Hello ladies, i am hoping you can help my daughter and I out. My 20 year old petite size daughter (the son i always wanted) began hunting with me last year. Our problem is finding camou clothes/hunting gear that actually fit her. I started buying her youth sizes since she is small framed but I know she is not as comfortable as she could be. Any suggestions with stores or on line shopping? Please PM me with your suggestions and we thank you!


----------



## Huntinggirl (Aug 3, 2006)

ST8...


Good Luck, 

I think for the most part you are going to hear us all say "Cabela's carries a small line of womens camo" Quick Search on Bass pro, Looks like they are stocking a little as well


I know it has been discussed numerous times on here that someone needs to start a new business.....

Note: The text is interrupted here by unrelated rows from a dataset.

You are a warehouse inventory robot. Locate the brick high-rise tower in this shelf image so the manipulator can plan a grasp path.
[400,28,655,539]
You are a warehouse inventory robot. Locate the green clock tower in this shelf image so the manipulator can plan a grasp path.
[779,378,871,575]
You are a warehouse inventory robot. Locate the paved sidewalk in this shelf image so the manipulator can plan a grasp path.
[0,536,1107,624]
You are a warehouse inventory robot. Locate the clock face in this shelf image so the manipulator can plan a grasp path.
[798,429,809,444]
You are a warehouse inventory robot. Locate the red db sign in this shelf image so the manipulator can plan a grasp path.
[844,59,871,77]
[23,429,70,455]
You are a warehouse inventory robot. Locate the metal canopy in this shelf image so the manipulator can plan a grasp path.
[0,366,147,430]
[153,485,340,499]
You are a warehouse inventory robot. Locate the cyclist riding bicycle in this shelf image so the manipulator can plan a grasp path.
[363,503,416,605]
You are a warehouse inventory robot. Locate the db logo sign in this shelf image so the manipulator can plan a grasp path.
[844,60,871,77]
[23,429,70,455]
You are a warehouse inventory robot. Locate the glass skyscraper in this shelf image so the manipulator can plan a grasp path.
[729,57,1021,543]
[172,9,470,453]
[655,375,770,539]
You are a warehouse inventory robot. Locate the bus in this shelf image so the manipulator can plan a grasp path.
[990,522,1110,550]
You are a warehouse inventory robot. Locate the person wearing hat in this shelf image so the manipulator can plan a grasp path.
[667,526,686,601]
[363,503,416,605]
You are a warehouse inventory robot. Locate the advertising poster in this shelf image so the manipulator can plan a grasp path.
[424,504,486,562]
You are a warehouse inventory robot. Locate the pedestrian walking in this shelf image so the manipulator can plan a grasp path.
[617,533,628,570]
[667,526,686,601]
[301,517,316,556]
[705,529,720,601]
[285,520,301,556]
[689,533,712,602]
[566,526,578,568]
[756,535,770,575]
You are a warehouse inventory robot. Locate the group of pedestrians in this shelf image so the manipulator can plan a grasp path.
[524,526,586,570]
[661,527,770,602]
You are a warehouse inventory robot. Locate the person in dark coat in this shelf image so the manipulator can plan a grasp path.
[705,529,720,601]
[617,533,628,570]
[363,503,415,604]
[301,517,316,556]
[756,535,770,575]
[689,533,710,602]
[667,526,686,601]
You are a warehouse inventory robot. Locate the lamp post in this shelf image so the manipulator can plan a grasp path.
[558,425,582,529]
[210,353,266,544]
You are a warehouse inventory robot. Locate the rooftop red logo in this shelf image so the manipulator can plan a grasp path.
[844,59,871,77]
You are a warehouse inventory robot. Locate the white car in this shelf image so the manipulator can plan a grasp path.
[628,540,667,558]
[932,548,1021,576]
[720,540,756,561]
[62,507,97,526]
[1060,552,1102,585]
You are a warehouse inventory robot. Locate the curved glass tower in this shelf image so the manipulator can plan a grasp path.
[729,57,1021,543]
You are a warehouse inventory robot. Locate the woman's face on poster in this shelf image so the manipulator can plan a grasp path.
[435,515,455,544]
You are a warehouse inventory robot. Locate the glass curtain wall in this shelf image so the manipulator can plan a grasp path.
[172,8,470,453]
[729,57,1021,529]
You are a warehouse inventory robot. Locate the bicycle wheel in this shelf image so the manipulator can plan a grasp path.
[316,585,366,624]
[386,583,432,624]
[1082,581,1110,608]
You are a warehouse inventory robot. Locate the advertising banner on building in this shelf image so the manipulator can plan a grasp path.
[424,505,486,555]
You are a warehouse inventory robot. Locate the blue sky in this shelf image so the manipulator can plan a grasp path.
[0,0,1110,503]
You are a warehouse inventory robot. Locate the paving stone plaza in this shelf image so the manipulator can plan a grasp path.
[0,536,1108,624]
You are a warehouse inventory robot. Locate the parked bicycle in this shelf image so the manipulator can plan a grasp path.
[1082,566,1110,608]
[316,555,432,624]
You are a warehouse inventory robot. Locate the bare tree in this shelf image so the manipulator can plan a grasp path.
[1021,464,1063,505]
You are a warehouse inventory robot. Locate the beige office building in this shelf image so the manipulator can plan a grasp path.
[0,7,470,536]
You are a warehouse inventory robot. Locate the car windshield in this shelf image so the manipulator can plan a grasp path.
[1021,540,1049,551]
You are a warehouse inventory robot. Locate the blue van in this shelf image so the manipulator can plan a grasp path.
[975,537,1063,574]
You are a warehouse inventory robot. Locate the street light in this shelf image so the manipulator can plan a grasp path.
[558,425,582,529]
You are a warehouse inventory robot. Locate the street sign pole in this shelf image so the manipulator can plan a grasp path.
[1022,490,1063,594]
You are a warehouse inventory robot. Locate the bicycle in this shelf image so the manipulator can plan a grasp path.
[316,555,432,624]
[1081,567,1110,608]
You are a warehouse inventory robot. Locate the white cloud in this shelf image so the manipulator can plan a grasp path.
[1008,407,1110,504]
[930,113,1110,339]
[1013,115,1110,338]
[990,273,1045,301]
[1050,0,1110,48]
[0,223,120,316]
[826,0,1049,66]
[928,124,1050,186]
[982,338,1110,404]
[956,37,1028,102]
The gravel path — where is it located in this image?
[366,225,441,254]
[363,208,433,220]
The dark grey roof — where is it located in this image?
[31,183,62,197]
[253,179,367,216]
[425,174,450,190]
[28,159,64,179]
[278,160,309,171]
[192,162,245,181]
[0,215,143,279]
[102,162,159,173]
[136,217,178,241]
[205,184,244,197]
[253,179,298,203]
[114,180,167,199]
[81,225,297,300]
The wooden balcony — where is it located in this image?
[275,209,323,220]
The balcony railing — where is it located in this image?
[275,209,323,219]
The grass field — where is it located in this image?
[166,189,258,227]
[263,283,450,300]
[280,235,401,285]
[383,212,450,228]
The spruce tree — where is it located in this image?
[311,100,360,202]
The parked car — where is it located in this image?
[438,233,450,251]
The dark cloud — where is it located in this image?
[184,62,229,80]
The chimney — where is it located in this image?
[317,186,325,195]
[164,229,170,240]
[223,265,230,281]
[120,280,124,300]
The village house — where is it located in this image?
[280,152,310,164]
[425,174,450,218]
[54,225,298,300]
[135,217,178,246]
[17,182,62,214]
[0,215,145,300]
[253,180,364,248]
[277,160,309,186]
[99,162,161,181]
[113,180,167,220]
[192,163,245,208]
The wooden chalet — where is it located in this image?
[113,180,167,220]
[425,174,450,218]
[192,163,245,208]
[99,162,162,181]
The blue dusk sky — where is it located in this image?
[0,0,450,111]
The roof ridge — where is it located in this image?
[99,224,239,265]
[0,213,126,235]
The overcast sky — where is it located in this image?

If only I knew how to sew..... :idea:


----------



## Bunny (May 23, 2006)

If you find a place that makes it let me know! You can find some stuff on line but it's usually junk. If your looking for cold weather gear go with the mens line and have it altered to fit.


----------



## wyldkat49766 (Apr 21, 2007)

See I have the opposite problem. Being a larger gal, I usually need to go into the larger mens area but with only 2ft of leg, things get a bit cumbersome.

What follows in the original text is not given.